Queen Elizabeth II 25th Anniversary Coronation First Day Cover, Western Samoa postmarked on April 21, 1978.
Western Samoa
Consisting of two major islands, Savaii and Upolu, which are summits of a submarine volcanic range rising to 6000 ft., Western Samoa is largely covered with rain forest, and supports a subsistance agriculture of taro, yam, banana, papaya and breadfruit. It was settled by Polynesians in the first millenium B.C. and although visited by Dutch and French explorers in the 18th Century, no European settlement began until 1856, when it fell under German influence. New Zealand was given trusteeship after the First World War, but met with Samoan resistance to destruction of their culture, and to foreign domination of their government. After World War Two the islands came under United Nations trusteeship, and became independent in 1962.
Shown in the Samoan Omnibus issue is the Pacific Pigeon, a large bird with a grey crown and upper back, pinkish grey underparts, dark blue-green mantle, wings, back and tail, black bill and red feet. It gathers in large flocks and moves from island to island in search of fruit. Of importance to the islanders' diet, Polynesian legend held that it connected us with spirits and ancestors, and as brother of Maui, helped fish up the land from the sea bottom.
The King's Lion, also depicted, bears the arms of Henry VIII and Queen lane Seymour. Henry introduced the lion as cosupporter of the royal arms with the dragon, replacing the greyhound. From statuettes dated 6000 B.C. the lion is seen with the great mother goddess, perhaps originally symbolising motherhood.

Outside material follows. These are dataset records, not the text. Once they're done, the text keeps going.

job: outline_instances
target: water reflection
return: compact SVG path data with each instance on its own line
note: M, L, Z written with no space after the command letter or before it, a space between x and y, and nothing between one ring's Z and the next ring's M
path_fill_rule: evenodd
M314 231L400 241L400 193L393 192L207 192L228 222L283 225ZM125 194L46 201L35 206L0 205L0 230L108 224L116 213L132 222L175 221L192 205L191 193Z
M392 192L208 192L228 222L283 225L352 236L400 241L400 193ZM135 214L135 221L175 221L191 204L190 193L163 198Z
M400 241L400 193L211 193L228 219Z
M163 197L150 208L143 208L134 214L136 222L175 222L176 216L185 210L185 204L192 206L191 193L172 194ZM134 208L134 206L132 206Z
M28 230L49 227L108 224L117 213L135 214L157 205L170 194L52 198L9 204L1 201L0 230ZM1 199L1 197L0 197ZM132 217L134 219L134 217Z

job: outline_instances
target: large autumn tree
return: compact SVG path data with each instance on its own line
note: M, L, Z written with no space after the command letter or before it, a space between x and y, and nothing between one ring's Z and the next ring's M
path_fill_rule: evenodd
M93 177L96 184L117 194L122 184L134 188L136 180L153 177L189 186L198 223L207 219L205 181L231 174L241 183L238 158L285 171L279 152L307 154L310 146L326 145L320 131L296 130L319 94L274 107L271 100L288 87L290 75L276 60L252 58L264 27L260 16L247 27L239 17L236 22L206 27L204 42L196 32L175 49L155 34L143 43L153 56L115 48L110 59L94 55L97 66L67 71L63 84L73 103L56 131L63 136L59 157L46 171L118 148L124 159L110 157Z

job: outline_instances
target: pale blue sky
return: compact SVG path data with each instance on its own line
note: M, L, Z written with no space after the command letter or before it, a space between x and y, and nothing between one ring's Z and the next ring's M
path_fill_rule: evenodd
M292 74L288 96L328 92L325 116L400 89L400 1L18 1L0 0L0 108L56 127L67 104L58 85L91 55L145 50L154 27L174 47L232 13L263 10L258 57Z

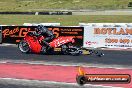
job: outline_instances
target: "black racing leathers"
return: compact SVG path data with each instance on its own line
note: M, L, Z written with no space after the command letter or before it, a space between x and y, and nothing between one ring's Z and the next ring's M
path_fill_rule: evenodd
M54 34L52 31L48 30L48 29L41 29L38 32L34 32L33 33L35 36L44 36L45 38L41 41L42 45L46 45L49 46L49 43L53 38L54 38Z

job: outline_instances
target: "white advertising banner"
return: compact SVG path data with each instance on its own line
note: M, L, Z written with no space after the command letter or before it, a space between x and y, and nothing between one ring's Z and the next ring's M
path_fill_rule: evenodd
M83 47L132 48L132 27L84 26Z

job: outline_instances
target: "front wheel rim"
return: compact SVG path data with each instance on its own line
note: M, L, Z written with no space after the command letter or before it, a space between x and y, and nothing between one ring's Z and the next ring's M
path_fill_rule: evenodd
M20 51L22 51L24 53L28 52L29 51L29 45L28 45L28 43L25 42L25 41L20 42L19 49L20 49Z

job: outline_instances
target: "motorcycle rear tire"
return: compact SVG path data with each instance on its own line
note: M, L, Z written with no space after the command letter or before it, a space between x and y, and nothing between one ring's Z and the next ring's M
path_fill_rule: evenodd
M61 46L62 54L64 54L64 55L67 55L67 54L68 54L68 52L67 52L67 48L68 48L67 45L62 45L62 46Z

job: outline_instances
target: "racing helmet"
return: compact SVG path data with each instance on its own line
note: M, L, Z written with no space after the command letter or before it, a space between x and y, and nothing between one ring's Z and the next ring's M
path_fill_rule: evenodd
M36 29L36 32L39 32L39 31L42 31L42 30L43 30L43 32L46 32L47 31L47 28L44 27L43 25L38 25L37 26L37 29Z
M42 29L43 25L38 25L36 28L36 32L39 32Z

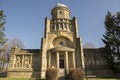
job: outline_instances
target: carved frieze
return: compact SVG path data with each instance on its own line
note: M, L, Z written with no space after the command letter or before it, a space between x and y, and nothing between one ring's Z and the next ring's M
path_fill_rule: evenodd
M32 55L15 55L15 67L31 68Z

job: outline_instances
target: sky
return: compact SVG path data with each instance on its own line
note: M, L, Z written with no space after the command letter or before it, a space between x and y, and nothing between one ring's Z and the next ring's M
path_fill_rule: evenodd
M78 20L83 45L103 47L104 21L108 11L120 11L120 0L0 0L0 10L6 15L5 34L11 40L19 38L27 49L39 49L44 36L45 17L51 19L51 9L57 3L68 6L71 19Z

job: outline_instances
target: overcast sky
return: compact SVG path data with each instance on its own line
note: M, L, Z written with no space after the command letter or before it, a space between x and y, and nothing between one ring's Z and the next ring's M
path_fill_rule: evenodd
M0 10L6 15L6 37L20 38L27 49L40 48L45 17L51 18L51 9L57 3L69 7L71 19L76 16L83 44L104 46L105 16L107 11L120 11L120 0L0 0Z

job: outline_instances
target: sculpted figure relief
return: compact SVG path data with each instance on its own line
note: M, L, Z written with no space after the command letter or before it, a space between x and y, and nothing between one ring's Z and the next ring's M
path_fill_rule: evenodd
M16 56L16 64L15 64L16 67L21 67L21 58L20 56Z
M29 56L25 56L24 65L25 65L25 67L27 67L27 68L30 67L30 57L29 57Z

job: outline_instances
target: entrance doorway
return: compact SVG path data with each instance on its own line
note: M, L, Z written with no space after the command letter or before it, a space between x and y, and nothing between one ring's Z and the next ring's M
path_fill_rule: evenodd
M64 55L59 56L59 68L64 68Z

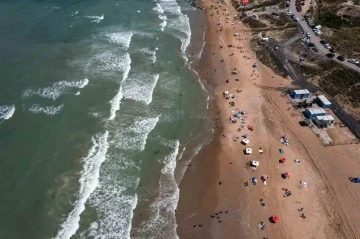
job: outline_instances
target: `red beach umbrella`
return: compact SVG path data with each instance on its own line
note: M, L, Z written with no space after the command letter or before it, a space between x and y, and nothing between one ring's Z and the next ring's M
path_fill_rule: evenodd
M281 162L285 163L286 162L286 158L282 158Z
M278 215L274 215L272 219L275 223L280 222L280 217Z

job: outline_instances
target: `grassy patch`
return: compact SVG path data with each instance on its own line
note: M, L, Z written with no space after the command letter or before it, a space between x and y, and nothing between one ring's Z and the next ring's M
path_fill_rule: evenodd
M283 65L274 57L271 50L258 40L251 41L251 48L256 53L256 58L264 65L270 67L276 74L287 77Z
M360 52L360 27L334 30L333 35L326 38L345 56L352 57L354 52Z
M294 21L292 21L289 17L287 17L283 12L279 13L278 17L268 15L268 14L265 14L263 16L266 18L266 20L268 20L274 26L282 27L288 23L294 23L294 24L288 24L288 25L296 26L296 23Z
M331 2L323 1L318 5L316 23L333 29L340 29L342 27L360 27L360 17L354 16L338 16L336 12L342 8L339 3L343 0L331 0ZM346 1L345 1L346 2ZM350 8L349 8L350 11Z
M243 20L243 23L249 24L251 28L265 28L267 25L265 23L262 23L253 17L247 17Z
M261 3L258 4L254 4L252 6L249 6L248 8L246 8L246 10L252 10L255 8L261 8L261 7L269 7L269 6L273 6L273 5L277 5L282 3L284 0L268 0L268 1L263 1Z

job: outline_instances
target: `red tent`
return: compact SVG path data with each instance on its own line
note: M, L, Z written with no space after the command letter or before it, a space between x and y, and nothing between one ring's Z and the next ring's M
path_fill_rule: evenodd
M249 0L242 0L241 2L242 2L242 4L244 4L244 5L245 5L245 4L249 4Z
M248 129L253 131L254 130L254 127L252 125L248 125Z
M275 222L275 223L280 222L280 217L279 217L278 215L274 215L274 216L272 217L272 220L273 220L273 222Z
M282 158L280 159L281 163L285 163L286 162L286 158Z

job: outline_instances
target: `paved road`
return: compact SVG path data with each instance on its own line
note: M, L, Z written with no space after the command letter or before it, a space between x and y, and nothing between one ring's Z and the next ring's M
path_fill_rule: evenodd
M270 49L274 47L279 47L278 50L273 51L276 59L281 63L283 69L289 74L289 76L293 79L293 85L300 85L302 88L308 89L311 92L321 91L320 88L312 84L307 80L301 72L299 72L294 64L298 64L297 62L293 63L291 61L292 55L290 55L284 44L277 42L274 39L269 39L269 42L265 43ZM357 122L352 116L346 113L343 108L331 97L328 97L330 102L332 103L331 109L334 111L336 116L344 123L346 126L353 132L355 136L360 139L360 124Z
M309 1L309 0L308 0ZM330 53L329 50L327 50L321 43L320 43L320 38L318 36L315 35L315 33L312 31L312 29L307 25L305 19L301 16L301 12L297 12L296 11L296 6L295 6L295 0L290 0L290 6L289 6L289 10L295 15L295 17L299 18L300 21L298 22L300 24L300 26L302 27L302 29L305 31L305 32L310 32L311 34L311 42L315 44L315 46L317 48L319 48L320 52L322 52L323 54L328 54ZM305 34L304 34L304 37L305 37ZM331 46L331 42L329 42L329 45ZM319 53L320 53L319 52ZM341 64L341 65L344 65L344 66L347 66L357 72L360 72L360 67L350 63L350 62L347 62L348 59L346 59L345 61L339 61L336 59L336 57L338 57L338 54L335 54L335 57L334 57L334 61L337 62L338 64Z

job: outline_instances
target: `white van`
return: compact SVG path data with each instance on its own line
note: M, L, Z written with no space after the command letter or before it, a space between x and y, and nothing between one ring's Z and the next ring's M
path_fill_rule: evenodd
M269 42L269 38L268 38L268 37L264 37L264 38L262 38L261 40L264 41L264 42Z

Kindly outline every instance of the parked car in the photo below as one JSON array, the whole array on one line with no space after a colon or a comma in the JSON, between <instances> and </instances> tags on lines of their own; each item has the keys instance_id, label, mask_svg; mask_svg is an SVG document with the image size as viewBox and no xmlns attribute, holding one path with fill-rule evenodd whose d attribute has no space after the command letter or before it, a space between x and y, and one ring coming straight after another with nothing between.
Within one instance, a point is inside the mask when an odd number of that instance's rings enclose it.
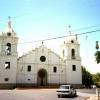
<instances>
[{"instance_id":1,"label":"parked car","mask_svg":"<svg viewBox=\"0 0 100 100\"><path fill-rule=\"evenodd\" d=\"M57 90L57 95L58 98L62 97L62 96L76 96L77 92L76 90L73 88L72 85L60 85L59 89Z\"/></svg>"}]
</instances>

For the Egyptians, as Aker, it was Earth God; the sun rising from one of his lion mouths and setting in the other. Associated with Artemis it continued to represent motherhood but in addition hunting, vegetation and wild life, and so was still basically a fertility image. Like the serpent, it was the enemy of the newly emergent Mesopotamian civilisation, chosen as embodiment of 'chaos demons' to derogate the old religion; and with the later rise of fiercely authoritarian Assyria it acquired similar significance to its mediaeval heraldic use; as Nergal, god of war and pestilence, and judge of the dead, antithesis of fertility.